Formula used : We use Ideal gas equation,

⇒  $PV=nRT$

P is the pressure, V is the volume, n is the number of moles, R is universal gas constant and T is the temperature.

Since n is representing the no. of moles so we can write,

⇒  $n=\frac{W}{MM}$

W is given mass and MM is the molar mass of compound.

now the formula is ;

⇒  $PV=\frac{W}{MM} RT$

Conversion units

1). Pressure units :   $1KPa=1000Pa$

                                 $1Pa=\frac{1}{101325} atm$

2). Volume units :   $1dm^3=1L$

3).
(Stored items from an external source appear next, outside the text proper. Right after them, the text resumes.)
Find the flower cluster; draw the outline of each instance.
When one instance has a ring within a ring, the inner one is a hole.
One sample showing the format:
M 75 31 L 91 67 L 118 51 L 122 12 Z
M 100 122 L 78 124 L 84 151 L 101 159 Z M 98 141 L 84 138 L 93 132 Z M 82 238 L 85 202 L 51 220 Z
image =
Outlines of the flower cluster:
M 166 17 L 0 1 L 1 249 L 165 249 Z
Temperature units :  $K=273.15+(\°C)$

• Calculation for molar mass,

We have values,

$P=200KPa$

$V=2.0 dm^3$

$W=5.28g$

$R=0.0821atmLK^{-1}mol^{-1}$

$T =20\°C$

Changing units of given data into standard units,

⇒ $P=200*10^3Pa$

        $=\frac{200*10^3}{101325}atm$

        $=1.974atm$

⇒  $V=2.0L$

⇒  $W=5.28g$

⇒  $R=0.0821atmLK^{-1}mol^{-1}$

⇒  $T=20+273.15K$

        $=293.15K$

Now using formula of ideal gas equation,

⇒  $PV=\frac{W}{MM} RT$

$(1.974atm)*(2.0L)=\frac{5.28g}{MM} *(0.082atmLK^{-1}mol^{-1})*( 293.15K)$

taking MM to other side,$MM=\frac{5.28g}{(1.974atm)*(2.0L)} *(0.082atmLK^{-1}mol^{-1})*( 293.15K)$

        $=\frac{5.28g}{3.948} *24.0383mol^{-1}$

       $=1.337g *24.0383mol^{-1}$

       $=32.14gmol^{-1}$

Hence the relative molecular mass is $32.14gmol^{-1}$.